Lógica suicida do BC

O mesmo acontece com o Banco Central, com as inacreditáveis taxas reais de junho em um quadro em que a economia caminha para a depressão.

Anos atrás, cunhei a expressão “cabeças de planilha” inspirado na planilha de Ilan Goldjan, então diretor do Banco Central, atualmente seu presidente.

Ao lado de Armínio, Ilan foi um dos instituidores do sistema de metas inflacionárias, visando a coordenação das expectativas dos agentes econômicos. Montou uma planilha que definia resultados automáticos para cada situação, desde as previsões de inflação, a partir de dados desagregados, até a intensidade do ajuste da Selic.

Todo o mercado, então, passou a trabalhar em torno da planilha do Ilan. Não interessava acertar o que aconteceria com a economia, mas com a planilha do Ilan, estivesse certa ou errada. Acertar o resultado da planilha significaria acertar o nível da taxa Selic, as taxas dos leilões do Banco Central e do Tesouro, toda uma indústria montada com as apostas em torno da inflação.

A cadeia improdutiva da arbitragem criou a mística da inflação como a variável-chave de toda a economia. Bastaria a inflação cair para o centro da meta para todos os problemas se resolverem, caírem as taxas longas de juros, o investimento voltar, trazendo de volta o crescimento. Pouco importa se, para chegar ali, deixou-se para trás uma terra arrasada.
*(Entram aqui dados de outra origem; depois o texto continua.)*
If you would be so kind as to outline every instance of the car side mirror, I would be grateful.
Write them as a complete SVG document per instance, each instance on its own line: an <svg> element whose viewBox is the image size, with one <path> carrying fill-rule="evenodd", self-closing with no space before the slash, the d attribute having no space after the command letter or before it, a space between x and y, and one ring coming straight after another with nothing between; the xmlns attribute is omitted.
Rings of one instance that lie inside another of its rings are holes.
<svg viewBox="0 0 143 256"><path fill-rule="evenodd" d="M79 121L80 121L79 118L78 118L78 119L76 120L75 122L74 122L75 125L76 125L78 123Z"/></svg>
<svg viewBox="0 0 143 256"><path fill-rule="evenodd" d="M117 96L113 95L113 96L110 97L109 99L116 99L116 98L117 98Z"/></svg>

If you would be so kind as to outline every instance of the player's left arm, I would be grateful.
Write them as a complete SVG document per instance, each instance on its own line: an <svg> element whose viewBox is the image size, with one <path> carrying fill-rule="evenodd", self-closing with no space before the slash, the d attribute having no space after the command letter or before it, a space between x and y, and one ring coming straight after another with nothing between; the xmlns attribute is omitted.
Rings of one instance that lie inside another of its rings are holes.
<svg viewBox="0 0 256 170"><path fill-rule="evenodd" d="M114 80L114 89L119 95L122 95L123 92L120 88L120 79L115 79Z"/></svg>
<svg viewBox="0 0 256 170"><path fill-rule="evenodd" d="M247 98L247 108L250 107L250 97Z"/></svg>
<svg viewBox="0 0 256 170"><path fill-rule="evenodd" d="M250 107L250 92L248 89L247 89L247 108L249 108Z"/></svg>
Mais que isso, desenvolveram a tese de que cada instrumento de política econômica só pode ter um objetivo. Ou seja, geração de dívida pública, apreciação cambial, impacto no crescimento, nada disso importava: a política monetária só tinha como alvo a inflação e nenhum obstáculo poderia ser imposta a ela, nem a denúncia de custos excessivos

Essa visão insuportavelmente simplista não se reciclou nem após a crise pós-eleição, que desmontou toda a noção de equilíbrio macroeconômico. Era evidente que o passado não mais servia de balizamento para o futuro, porque vive-se uma situação inédita de recessão com queda de receita fiscal e crescimento agudo da dívida.

Momentos de instabilidade, como o atual, exigem um pensamento muito mais sofisticado e pragmático, capaz não apenas de analisar os indicadores, mas intuir de bate-pronto os movimentos da economia, entender as novas correlações, identificar os pontos centrais da crise para formular diagnósticos rápidos e certeiros.

Exige experiência de mundo real e inteligência para se mover em fatos nunca antes ocorridos.

Nada foi feito.

Esse Brasil – que Barroso reputa de iluminista – tem o brilho da luz neon de uma Lava Jato e as purpurinas douradas da falsa sofisticação.